Na prática, há muitas situações em que é útil pensar de forma crítica. Diariamente nos vemos confrontados com pessoas que, com melhores ou piores intenções, procuram aproveitar-se da nossa credulidade ou de alguma precipitação nas nossas escolhas. Os vendedores de automóveis, a publicidade na comunicação social, videntes, astrólogos e crentes nas mais diversas ideologias procuram persuadir-nos de forma muitas vezes apelativa mas que não resiste a uma análise crítica cuidadosa. O pensamento crítico ajuda a proteger as nossas ideias. E as nossas finanças. E não se limita à vida pessoal. O efeito estende-se à nossa actividade profissional, onde muitas vezes somos responsabilizados por decisões que temos de saber justificar, e à nossa participação na sociedade onde intervimos como cidadãos e eleitores, o que é cada vez mais importante porque hoje temos mais controlo sobre o que nos rodeia do que alguma vez os nossos antepassados tiveram.

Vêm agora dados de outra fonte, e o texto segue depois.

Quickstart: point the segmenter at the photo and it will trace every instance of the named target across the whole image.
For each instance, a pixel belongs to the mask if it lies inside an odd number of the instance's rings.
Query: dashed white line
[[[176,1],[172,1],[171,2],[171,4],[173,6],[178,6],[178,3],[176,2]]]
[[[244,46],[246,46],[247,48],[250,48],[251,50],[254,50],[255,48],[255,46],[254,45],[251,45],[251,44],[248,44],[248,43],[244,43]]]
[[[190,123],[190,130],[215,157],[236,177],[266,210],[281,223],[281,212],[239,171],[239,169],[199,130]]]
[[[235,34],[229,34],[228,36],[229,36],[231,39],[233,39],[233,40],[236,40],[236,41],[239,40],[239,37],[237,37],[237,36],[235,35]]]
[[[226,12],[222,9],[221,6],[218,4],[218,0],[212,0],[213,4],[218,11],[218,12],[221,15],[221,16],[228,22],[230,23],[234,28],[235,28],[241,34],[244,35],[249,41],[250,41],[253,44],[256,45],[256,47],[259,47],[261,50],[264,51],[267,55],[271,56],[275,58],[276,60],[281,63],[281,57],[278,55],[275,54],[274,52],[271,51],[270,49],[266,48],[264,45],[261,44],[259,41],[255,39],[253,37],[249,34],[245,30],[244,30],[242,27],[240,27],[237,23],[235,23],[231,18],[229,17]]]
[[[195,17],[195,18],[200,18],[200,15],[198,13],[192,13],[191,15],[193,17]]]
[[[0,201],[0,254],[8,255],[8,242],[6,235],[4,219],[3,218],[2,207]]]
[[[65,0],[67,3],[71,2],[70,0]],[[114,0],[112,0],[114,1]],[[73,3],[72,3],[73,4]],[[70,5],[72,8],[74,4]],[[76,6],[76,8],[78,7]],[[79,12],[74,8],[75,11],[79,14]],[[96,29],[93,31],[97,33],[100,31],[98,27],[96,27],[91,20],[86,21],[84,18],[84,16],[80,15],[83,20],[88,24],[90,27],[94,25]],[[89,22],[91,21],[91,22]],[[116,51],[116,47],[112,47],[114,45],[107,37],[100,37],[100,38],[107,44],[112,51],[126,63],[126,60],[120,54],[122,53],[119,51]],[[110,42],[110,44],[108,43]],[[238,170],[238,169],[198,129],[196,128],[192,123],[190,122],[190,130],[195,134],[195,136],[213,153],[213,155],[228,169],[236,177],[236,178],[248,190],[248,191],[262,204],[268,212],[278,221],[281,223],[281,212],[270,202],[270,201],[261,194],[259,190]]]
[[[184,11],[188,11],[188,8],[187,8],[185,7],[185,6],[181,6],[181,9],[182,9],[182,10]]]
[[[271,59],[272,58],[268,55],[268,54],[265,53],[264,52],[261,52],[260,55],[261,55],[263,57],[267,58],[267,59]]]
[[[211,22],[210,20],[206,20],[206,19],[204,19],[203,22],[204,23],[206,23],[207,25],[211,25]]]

A tecnologia dá-nos mais poder e, com isso, mais responsabilidade, e torna-nos mais dependentes de uma compreensão rigorosa da realidade. Por isso é crucial compreendermos bem o que fazemos. A ignorância e os actos mal pensados podem ter consequências nefastas ao nível global. A credulidade e as decisões precipitadas podem prejudicar não só o próprio mas também aqueles que o rodeiam. Por isso precisamos resistir à tentação das decisões fáceis, evitar a aderência cega a hábitos ou crenças formadas e disciplinar o nosso pensamento para abordar os problemas de forma sistemática e com consciência da forma como decidimos. Precisamos de pensamento crítico. Todos nós. Não é só para filósofos ou académicos. É uma ferramenta útil para cada um de nós e é útil para todos que todos a usem. Toda a sociedade tem a ganhar com o hábito de tomar cada decisão apenas no fim de um processo ponderado e consciente.